The regulation of pyruvate decarboxylase (PDC) and alcohol dehydrogenase (ADH) in the living culture of Rhizopus oryzae was studied. The in vitro enzyme inhibitors were selected from the literatures. They were added into the fermentation of immobilized R. oryzae and their concentration effects on growth, metabolite production, and changes in the specific enzyme activities were investigated during the shake flask culture. It was found that 1,2-diazole and 2,2,2-trifluoroethanol were found to be the effective ADH regulators. Nevertheless, regulating only ADH could not fully limit ethanol during fermentation by R. oryzae. PDC was further suppressed by various regulators. It was found that among the regulators studied, 0.1 mM 4-methylpyrazole and 1.0 μM β-hydroxypyruvate successfully provided the enhancement of lactic acid production as well as the decreasing ethanol formation.
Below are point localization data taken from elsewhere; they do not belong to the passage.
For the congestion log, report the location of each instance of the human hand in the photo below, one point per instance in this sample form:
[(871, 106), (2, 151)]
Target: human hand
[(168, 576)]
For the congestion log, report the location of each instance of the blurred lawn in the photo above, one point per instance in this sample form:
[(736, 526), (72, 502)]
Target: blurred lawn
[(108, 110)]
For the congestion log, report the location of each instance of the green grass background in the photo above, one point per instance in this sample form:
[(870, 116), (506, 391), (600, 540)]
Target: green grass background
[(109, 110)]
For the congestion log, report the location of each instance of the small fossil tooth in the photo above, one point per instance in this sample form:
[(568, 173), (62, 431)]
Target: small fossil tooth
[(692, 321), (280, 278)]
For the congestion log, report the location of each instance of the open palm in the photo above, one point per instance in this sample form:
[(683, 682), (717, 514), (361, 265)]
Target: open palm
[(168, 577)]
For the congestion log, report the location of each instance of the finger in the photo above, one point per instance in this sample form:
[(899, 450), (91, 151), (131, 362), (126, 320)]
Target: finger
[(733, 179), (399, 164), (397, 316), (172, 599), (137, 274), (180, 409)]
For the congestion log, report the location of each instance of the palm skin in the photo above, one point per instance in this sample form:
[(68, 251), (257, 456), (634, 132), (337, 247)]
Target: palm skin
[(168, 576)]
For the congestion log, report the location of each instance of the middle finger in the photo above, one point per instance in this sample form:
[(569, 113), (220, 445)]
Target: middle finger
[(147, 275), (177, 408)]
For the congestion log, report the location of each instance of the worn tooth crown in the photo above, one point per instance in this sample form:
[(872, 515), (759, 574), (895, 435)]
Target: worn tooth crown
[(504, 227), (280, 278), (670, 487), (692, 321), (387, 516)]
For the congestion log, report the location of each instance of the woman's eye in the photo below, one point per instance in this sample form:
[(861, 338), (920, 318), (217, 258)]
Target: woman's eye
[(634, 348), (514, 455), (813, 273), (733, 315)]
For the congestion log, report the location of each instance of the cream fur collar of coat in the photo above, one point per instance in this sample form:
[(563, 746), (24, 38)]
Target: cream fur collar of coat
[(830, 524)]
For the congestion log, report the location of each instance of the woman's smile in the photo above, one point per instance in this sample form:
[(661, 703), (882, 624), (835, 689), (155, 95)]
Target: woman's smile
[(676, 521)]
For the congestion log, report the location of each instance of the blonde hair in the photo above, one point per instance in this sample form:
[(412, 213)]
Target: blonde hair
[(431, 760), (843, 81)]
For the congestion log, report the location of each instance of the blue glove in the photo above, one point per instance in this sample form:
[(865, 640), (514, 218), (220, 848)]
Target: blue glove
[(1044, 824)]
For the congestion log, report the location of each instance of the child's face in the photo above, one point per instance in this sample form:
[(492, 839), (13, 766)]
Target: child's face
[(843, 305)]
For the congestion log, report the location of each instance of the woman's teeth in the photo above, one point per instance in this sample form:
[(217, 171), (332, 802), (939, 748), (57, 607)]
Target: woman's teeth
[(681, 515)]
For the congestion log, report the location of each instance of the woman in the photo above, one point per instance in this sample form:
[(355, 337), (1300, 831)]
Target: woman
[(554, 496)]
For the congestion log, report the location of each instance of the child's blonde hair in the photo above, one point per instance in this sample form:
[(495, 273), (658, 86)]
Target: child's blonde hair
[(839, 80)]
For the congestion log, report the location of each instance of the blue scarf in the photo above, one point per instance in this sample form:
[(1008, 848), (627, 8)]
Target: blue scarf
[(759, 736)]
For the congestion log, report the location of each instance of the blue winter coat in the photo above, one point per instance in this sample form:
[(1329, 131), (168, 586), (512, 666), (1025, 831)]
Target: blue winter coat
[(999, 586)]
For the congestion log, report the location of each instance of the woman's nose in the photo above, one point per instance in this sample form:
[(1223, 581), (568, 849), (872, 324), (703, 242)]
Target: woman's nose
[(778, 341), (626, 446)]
Later on, all of these potential 4 regulators were tested with dissolved oxygen for their combinatorial effects on growth, metabolite production, and the specific enzyme activities in the static bed bioreactor. The results revealed that the effect of enzyme regulators was more profound at the higher DO level. It was found that DO level of 80% in the fermentation medium containing 2,2,2-trifluoroethanol exhibited the highest lactic acid production as well as reducing ethanol production. This was about 24% increasing yield when compared with that of the control fermentation. However, the results shown in this study implied that the regulation of ethanol fermentative pathway by adding the regulators during fermentation did not only affect the targeted enzymes but it also caused the dynamic change in the conversion of all metabolites in the living R. oryzae in order to maintain the balanced flux for cellular growth and maintenance.